Unbelievable. Highlight reel material!!!!!


----------



## Hardwoods (Nov 15, 2014)

Nope. Out of bounds. Still a good play.


----------



## bigbuckhunter1 (Nov 15, 2014)

He stepped out


----------



## KyDawg (Nov 15, 2014)

Coming back, but still heck of a run.


----------



## arrendale8105 (Nov 15, 2014)

No TD but that still was something to watch!


----------



## GoldDot40 (Nov 15, 2014)

Tough break for bull in China shop


----------



## Hardwoods (Nov 15, 2014)

Still a heckuva play.


----------



## Hardwoods (Nov 15, 2014)

Give it to him again.


----------



## Hardwoods (Nov 15, 2014)

Settling for a FG sucks right there. Mason missed a WIDE OPEN Conley on 3rd down.


----------



## MCBUCK (Nov 15, 2014)

KyDawg said:


> Gurley aint right.




they have targeted him. he is frustrated.


----------



## GoldDot40 (Nov 15, 2014)

Auburn defense is gased. Now is the time for the Dawgs offense to crank it up a notch.


----------



## KyDawg (Nov 15, 2014)

Unless we go brain dead we should be able to score 2 more times. If so it wont matter what AU does.


----------



## Hardwoods (Nov 15, 2014)

Chubb is over 1,000 yards for the season. Wow. Who woulda thought that the first one to 1,000 yards this season wouldn't be Gurley?


----------



## rhbama3 (Nov 15, 2014)

Chubbs left, Chubbs right, Chubbs up the middle. Repeat till end of game.


----------



## MCBUCK (Nov 15, 2014)

Mizzou 13 A&M 13.....11:47 3rd


----------



## MCBUCK (Nov 15, 2014)

a goat


----------



## hayseed_theology (Nov 15, 2014)

I am still really nervous about this.  Auburn is moving.


----------



## tcward (Nov 15, 2014)

Oh no here we go on defense.....


----------



## KyDawg (Nov 15, 2014)

How are people always wide open in the middle of the field against us?


----------



## Hardwoods (Nov 15, 2014)

Just a reminder. Auburn was up by 20 last year going into the 4th quarter.
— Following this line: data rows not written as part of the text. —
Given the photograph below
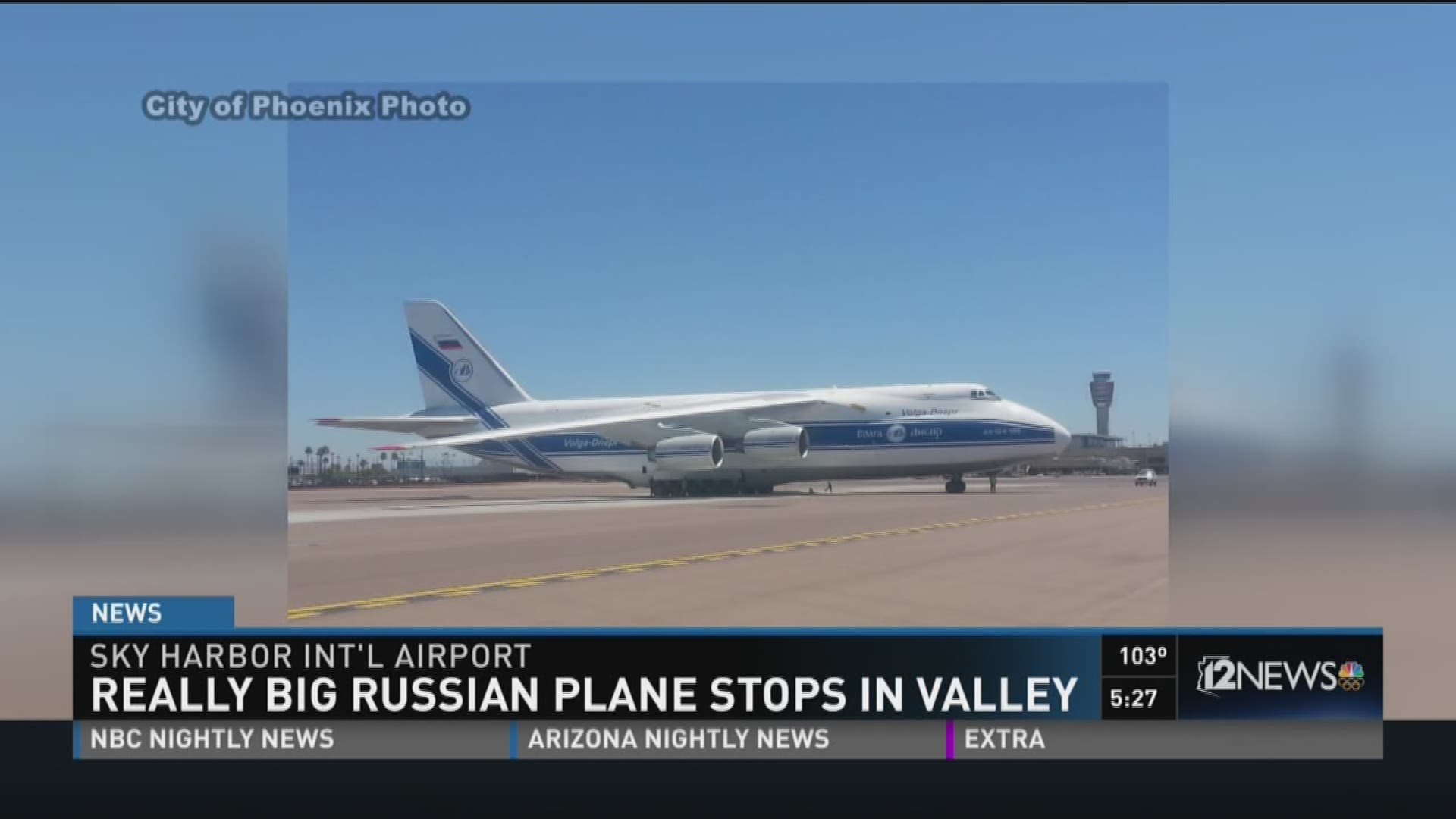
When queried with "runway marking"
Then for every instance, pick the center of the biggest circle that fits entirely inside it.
(676, 561)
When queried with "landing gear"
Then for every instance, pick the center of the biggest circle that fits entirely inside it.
(705, 487)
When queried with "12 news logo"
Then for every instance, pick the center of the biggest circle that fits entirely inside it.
(1220, 672)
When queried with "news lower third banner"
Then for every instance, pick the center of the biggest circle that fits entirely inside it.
(166, 678)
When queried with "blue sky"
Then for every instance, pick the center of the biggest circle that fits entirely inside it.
(1310, 191)
(648, 238)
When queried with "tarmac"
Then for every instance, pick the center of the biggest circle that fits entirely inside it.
(1037, 553)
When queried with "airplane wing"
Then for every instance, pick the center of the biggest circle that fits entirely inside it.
(428, 426)
(639, 428)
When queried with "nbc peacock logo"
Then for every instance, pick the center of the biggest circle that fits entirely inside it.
(1351, 675)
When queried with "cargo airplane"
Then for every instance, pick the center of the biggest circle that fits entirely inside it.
(707, 445)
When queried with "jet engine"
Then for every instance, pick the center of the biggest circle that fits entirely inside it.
(777, 444)
(689, 453)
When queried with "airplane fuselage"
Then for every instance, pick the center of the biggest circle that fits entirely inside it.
(865, 433)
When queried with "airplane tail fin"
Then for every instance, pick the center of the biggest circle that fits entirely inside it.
(455, 371)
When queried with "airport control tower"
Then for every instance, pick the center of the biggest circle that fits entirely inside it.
(1103, 400)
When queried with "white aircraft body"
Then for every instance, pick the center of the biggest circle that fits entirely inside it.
(712, 444)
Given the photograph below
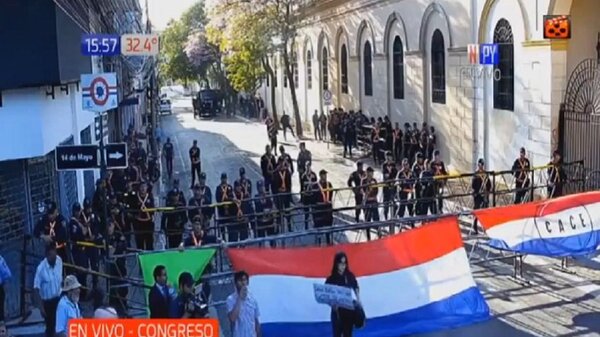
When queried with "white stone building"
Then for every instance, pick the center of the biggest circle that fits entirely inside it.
(407, 59)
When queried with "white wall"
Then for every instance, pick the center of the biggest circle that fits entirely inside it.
(468, 126)
(34, 123)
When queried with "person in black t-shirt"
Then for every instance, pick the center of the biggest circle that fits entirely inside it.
(342, 320)
(195, 161)
(168, 151)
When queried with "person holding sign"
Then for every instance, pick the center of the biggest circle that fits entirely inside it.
(343, 320)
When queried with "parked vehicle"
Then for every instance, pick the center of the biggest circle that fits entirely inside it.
(207, 103)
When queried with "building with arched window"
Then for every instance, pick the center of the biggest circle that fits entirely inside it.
(409, 60)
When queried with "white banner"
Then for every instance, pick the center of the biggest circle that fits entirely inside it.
(334, 295)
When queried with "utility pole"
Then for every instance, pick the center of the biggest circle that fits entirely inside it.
(104, 220)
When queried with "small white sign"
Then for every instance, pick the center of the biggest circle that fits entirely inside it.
(327, 97)
(99, 92)
(334, 295)
(140, 44)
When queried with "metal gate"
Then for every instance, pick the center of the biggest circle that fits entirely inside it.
(579, 122)
(88, 175)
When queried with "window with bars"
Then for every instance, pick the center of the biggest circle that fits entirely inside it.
(268, 84)
(398, 68)
(504, 88)
(438, 68)
(368, 69)
(344, 69)
(325, 69)
(275, 73)
(308, 69)
(295, 66)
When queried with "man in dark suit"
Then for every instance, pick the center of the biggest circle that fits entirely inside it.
(160, 297)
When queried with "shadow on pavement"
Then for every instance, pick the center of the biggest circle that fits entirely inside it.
(492, 328)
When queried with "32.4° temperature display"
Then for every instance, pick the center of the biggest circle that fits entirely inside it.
(139, 44)
(100, 45)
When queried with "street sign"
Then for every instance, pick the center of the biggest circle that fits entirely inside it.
(76, 157)
(116, 155)
(99, 91)
(327, 97)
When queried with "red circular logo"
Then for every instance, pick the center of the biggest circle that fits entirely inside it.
(93, 86)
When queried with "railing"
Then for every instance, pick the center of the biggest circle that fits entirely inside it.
(457, 199)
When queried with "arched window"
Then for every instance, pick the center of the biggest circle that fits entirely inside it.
(398, 68)
(268, 84)
(308, 69)
(295, 66)
(504, 88)
(275, 72)
(438, 68)
(325, 69)
(368, 69)
(344, 69)
(284, 72)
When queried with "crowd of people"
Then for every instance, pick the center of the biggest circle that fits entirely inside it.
(413, 178)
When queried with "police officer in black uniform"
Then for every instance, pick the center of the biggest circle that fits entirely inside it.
(245, 184)
(77, 235)
(521, 168)
(556, 176)
(264, 208)
(324, 204)
(272, 133)
(52, 229)
(268, 162)
(389, 175)
(417, 169)
(282, 185)
(168, 152)
(397, 138)
(355, 181)
(439, 170)
(195, 162)
(118, 269)
(427, 184)
(173, 222)
(370, 193)
(349, 135)
(482, 187)
(317, 126)
(406, 184)
(304, 156)
(224, 194)
(240, 229)
(93, 238)
(288, 159)
(307, 196)
(201, 200)
(143, 222)
(407, 143)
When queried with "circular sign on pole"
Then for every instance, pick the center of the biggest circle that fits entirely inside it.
(327, 97)
(99, 91)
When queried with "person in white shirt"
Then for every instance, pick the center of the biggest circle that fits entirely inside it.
(102, 309)
(242, 309)
(68, 306)
(46, 283)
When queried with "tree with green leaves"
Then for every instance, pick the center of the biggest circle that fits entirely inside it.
(245, 36)
(174, 62)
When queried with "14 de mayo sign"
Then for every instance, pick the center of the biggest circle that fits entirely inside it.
(99, 91)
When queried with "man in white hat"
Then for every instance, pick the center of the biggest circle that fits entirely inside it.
(68, 306)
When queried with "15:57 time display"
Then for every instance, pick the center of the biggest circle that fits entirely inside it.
(100, 45)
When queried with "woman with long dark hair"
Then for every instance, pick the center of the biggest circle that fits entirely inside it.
(342, 319)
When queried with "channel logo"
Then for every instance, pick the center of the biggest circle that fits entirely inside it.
(486, 54)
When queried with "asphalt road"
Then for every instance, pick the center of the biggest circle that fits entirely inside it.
(555, 304)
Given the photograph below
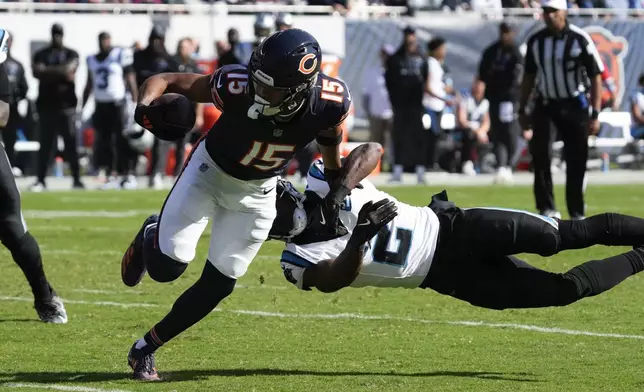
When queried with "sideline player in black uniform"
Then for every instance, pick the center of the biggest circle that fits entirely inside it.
(270, 109)
(464, 253)
(153, 60)
(110, 77)
(13, 229)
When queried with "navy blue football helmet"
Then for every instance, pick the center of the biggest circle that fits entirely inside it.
(283, 69)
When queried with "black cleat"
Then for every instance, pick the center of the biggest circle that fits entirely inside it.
(142, 364)
(132, 263)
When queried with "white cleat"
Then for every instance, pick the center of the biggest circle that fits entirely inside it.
(51, 311)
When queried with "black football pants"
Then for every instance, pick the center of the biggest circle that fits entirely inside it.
(474, 261)
(570, 119)
(9, 134)
(54, 122)
(13, 232)
(112, 148)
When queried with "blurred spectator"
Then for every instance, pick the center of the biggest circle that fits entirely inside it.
(473, 122)
(55, 67)
(339, 6)
(150, 61)
(376, 100)
(184, 59)
(17, 92)
(438, 94)
(405, 78)
(610, 92)
(236, 53)
(284, 21)
(500, 72)
(264, 24)
(221, 47)
(637, 110)
(110, 77)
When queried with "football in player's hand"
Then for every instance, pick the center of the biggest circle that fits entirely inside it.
(178, 111)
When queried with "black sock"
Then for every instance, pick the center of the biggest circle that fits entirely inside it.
(194, 304)
(603, 229)
(595, 277)
(26, 254)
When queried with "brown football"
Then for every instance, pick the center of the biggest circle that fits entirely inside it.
(180, 110)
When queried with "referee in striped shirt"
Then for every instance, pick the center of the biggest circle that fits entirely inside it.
(559, 59)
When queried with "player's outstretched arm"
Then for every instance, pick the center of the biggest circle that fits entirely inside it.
(359, 164)
(355, 168)
(332, 275)
(195, 87)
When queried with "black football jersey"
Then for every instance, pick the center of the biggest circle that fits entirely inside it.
(252, 149)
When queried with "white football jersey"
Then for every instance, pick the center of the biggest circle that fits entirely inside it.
(108, 75)
(400, 258)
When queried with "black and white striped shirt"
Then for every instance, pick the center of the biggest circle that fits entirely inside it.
(562, 61)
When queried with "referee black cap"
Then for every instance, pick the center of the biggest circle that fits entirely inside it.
(506, 27)
(409, 30)
(57, 28)
(435, 43)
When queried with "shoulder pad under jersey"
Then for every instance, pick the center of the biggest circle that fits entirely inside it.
(333, 100)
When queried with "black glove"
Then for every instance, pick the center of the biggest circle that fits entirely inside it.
(151, 118)
(371, 219)
(337, 190)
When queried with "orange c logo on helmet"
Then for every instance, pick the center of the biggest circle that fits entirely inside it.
(303, 68)
(612, 50)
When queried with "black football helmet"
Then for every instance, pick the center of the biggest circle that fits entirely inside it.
(291, 217)
(283, 69)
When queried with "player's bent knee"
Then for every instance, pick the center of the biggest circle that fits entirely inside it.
(550, 239)
(165, 269)
(551, 242)
(214, 285)
(161, 266)
(11, 232)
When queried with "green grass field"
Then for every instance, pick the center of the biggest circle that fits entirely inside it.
(268, 336)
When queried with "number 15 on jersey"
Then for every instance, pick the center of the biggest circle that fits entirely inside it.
(270, 150)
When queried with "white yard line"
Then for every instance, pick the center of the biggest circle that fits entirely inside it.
(99, 303)
(88, 252)
(48, 214)
(357, 316)
(92, 228)
(56, 387)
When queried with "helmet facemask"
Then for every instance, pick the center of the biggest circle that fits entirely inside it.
(291, 219)
(271, 100)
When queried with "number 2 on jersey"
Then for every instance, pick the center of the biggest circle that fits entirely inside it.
(102, 80)
(269, 155)
(332, 91)
(399, 256)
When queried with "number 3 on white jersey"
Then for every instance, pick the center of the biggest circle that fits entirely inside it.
(269, 155)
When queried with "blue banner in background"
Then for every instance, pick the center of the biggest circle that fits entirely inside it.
(619, 43)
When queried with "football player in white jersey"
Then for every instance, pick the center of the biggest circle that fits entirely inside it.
(463, 253)
(111, 77)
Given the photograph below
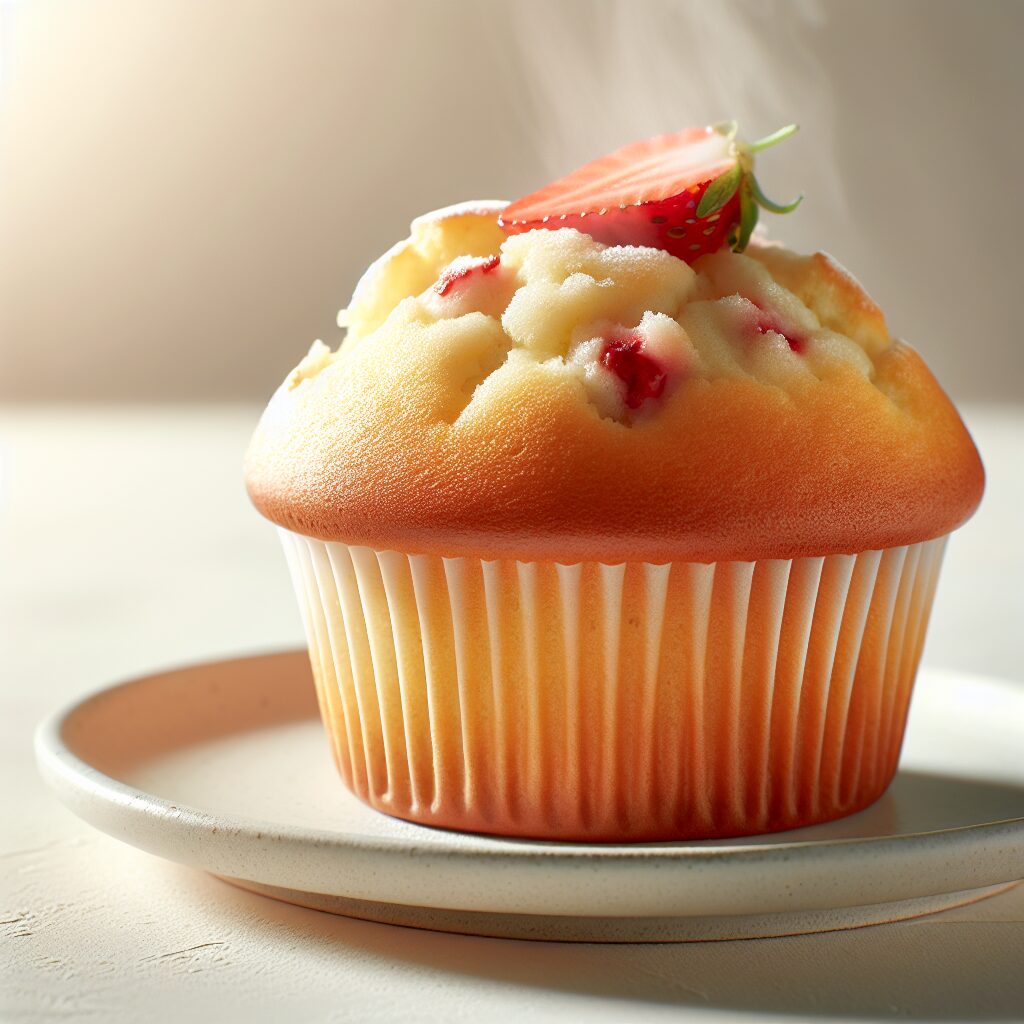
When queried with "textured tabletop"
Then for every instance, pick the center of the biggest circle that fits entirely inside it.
(126, 545)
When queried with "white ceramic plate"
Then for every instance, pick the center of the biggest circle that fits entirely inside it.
(224, 766)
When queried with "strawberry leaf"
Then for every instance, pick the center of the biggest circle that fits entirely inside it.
(748, 215)
(719, 192)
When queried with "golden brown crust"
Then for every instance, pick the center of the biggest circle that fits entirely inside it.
(729, 469)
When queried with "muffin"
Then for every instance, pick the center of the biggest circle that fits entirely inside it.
(614, 542)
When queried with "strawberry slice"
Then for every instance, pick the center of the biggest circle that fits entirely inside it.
(688, 193)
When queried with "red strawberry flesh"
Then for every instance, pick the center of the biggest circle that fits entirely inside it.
(645, 194)
(453, 275)
(644, 377)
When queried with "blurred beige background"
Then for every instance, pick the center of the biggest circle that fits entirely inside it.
(189, 188)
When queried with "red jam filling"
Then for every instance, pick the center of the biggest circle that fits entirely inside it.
(644, 378)
(454, 275)
(766, 323)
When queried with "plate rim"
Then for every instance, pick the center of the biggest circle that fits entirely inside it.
(81, 786)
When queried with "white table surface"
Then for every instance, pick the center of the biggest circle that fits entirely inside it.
(127, 545)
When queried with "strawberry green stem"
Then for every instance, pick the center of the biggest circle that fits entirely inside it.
(770, 205)
(774, 138)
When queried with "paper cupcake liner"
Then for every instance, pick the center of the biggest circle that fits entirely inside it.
(631, 701)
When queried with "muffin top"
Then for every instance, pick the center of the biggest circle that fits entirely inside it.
(543, 395)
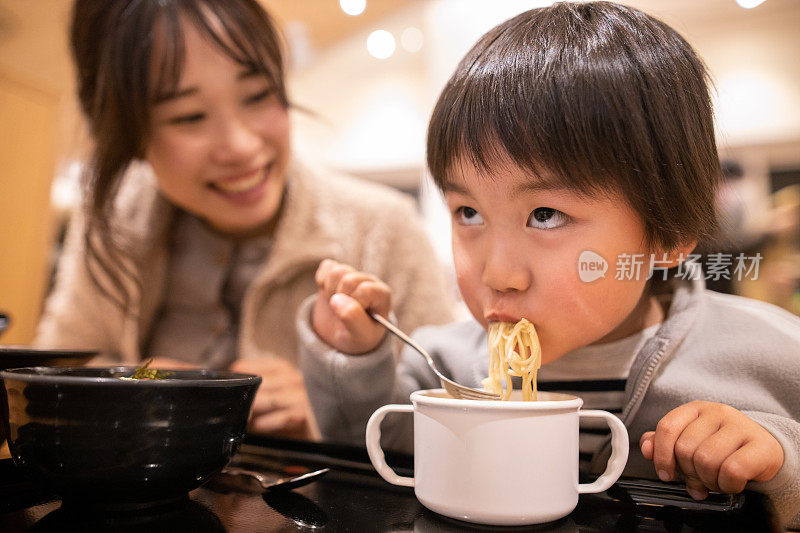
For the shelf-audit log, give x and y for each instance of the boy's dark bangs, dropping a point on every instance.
(577, 95)
(505, 106)
(244, 35)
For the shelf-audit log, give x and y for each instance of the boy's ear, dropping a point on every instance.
(677, 255)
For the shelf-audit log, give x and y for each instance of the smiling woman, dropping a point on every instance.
(201, 232)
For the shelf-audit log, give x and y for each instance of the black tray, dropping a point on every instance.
(352, 497)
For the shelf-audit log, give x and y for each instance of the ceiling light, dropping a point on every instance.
(380, 44)
(353, 7)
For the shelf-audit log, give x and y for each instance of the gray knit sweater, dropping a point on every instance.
(711, 347)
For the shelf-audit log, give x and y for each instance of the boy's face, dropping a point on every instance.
(517, 243)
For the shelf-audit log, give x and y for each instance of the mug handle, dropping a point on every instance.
(619, 453)
(374, 444)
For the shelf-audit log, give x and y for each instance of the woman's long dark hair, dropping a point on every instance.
(113, 42)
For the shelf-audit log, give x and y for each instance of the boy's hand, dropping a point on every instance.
(340, 314)
(716, 447)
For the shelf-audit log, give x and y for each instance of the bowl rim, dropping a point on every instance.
(33, 374)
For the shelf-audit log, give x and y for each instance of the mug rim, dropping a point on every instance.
(427, 397)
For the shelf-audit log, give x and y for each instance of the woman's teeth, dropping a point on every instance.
(242, 185)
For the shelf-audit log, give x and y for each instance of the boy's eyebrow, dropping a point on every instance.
(539, 185)
(189, 91)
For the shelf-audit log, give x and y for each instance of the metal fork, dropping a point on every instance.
(454, 389)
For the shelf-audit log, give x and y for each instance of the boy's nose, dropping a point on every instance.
(506, 270)
(236, 141)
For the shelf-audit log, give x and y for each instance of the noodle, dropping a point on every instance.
(514, 350)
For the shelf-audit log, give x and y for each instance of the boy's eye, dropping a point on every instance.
(547, 218)
(466, 216)
(190, 118)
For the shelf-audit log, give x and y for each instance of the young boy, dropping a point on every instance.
(572, 136)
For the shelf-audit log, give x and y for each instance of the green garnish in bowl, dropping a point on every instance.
(149, 373)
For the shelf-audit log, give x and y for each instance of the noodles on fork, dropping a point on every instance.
(514, 350)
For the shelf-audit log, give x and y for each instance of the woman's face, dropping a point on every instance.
(219, 145)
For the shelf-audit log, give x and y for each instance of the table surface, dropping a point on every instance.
(352, 497)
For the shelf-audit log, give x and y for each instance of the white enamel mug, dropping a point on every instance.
(504, 463)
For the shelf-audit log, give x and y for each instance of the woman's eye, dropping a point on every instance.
(190, 118)
(466, 216)
(547, 218)
(260, 96)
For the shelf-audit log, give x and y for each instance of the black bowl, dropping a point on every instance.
(18, 356)
(96, 438)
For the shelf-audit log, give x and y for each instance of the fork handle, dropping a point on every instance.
(405, 338)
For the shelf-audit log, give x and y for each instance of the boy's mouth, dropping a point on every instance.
(496, 316)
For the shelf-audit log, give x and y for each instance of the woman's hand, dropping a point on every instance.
(716, 447)
(340, 313)
(281, 404)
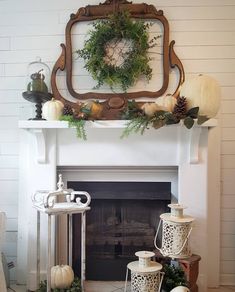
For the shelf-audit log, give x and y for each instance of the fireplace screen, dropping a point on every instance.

I think we all remember how close that game ended up.


----------



## Hardwoods (Nov 15, 2014)

Got the pick, but yet again, it would have been better to just knock it down. Lol


----------



## bigbuckhunter1 (Nov 15, 2014)

Picked


----------



## nickel back (Nov 15, 2014)

Should have batted that ball down


----------



## MCBUCK (Nov 15, 2014)

that pick was both a blessing and a curse.....reflex catch


----------



## KyDawg (Nov 15, 2014)

Rather he would have knocked it down, but I am proud to get it.


----------



## bigbuckhunter1 (Nov 15, 2014)

Herria (sp) just gotna pick in Auburn's red zone
 GO DAWGS! !!!!!


----------



## nickel back (Nov 15, 2014)

KyDawg said:


> Gurley aint right.



Been saying that...


----------



## deerbandit (Nov 15, 2014)

Give it to Hicks up th middle.


----------



## KyDawg (Nov 15, 2014)

Well a long field could let us eat the clock up.


----------



## John Cooper (Nov 15, 2014)

20-13 aTm


----------



## GoldDot40 (Nov 15, 2014)

Now, this is the same UGA we saw playing Clemson and Missouri. Not sure where they were the rest of the season.


----------



## lbzdually (Nov 15, 2014)

Gurley over 100 now!!


----------



## KyDawg (Nov 15, 2014)

Good run by Gurley.


----------



## Hardwoods (Nov 15, 2014)

If this Georgia team had showed up in South Carolina and Jacksonville, UGA would be undefeated.


----------



## Hardwoods (Nov 15, 2014)

Uh oh.........


----------



## GoldDot40 (Nov 15, 2014)

That ain't good boys


----------



## KyDawg (Nov 15, 2014)

This is not good.


----------



## tcward (Nov 15, 2014)

Auburn you are TOAST and I love it!!!


----------



## bigbuckhunter1 (Nov 15, 2014)

Gurley goes down


----------



## Hardwoods (Nov 15, 2014)

Hope this doesn't end up being Marcus Lattimore part 2.


----------



## MCBUCK (Nov 15, 2014)

not good.


----------



## lbzdually (Nov 15, 2014)

I hope and pray it ain't bad, Gurley don't deserve that.


----------



## bigbuckhunter1 (Nov 15, 2014)

That's why I wouldn't have come back. He might have just tore his acl. Hope this doesn't ruin his NFL carer


----------



## GoldDot40 (Nov 15, 2014)

I hate to see that. They've been after Gurley the entire game, IMO. Probably Chubb too, but they can't get a hold on him. I imagine he's like trying to tackle a Mack truck.


----------



## deerbandit (Nov 15, 2014)

He tore something.


----------



## deerbandit (Nov 15, 2014)

He's done.


----------



## Hardwoods (Nov 15, 2014)

Good luck in the NFL Gurley. I doubt we will see you again in a Georgia uniform.


----------



## KyDawg (Nov 15, 2014)

College career could be over.


----------



## Old Dead River (Nov 15, 2014)

what happened to Auburn? I was expecting this game to be much closer. Is it injuries?


----------



## bigbuckhunter1 (Nov 15, 2014)

There went a 1st round pick for Gurley. He tore something


----------



## Hardwoods (Nov 15, 2014)

TD Chubb!


----------



## DSGB (Nov 15, 2014)

Beast mode


----------



## Hardwoods (Nov 15, 2014)

Old Dead River said:


> what happened to Auburn? I was expecting this game to be much closer. Is it injuries?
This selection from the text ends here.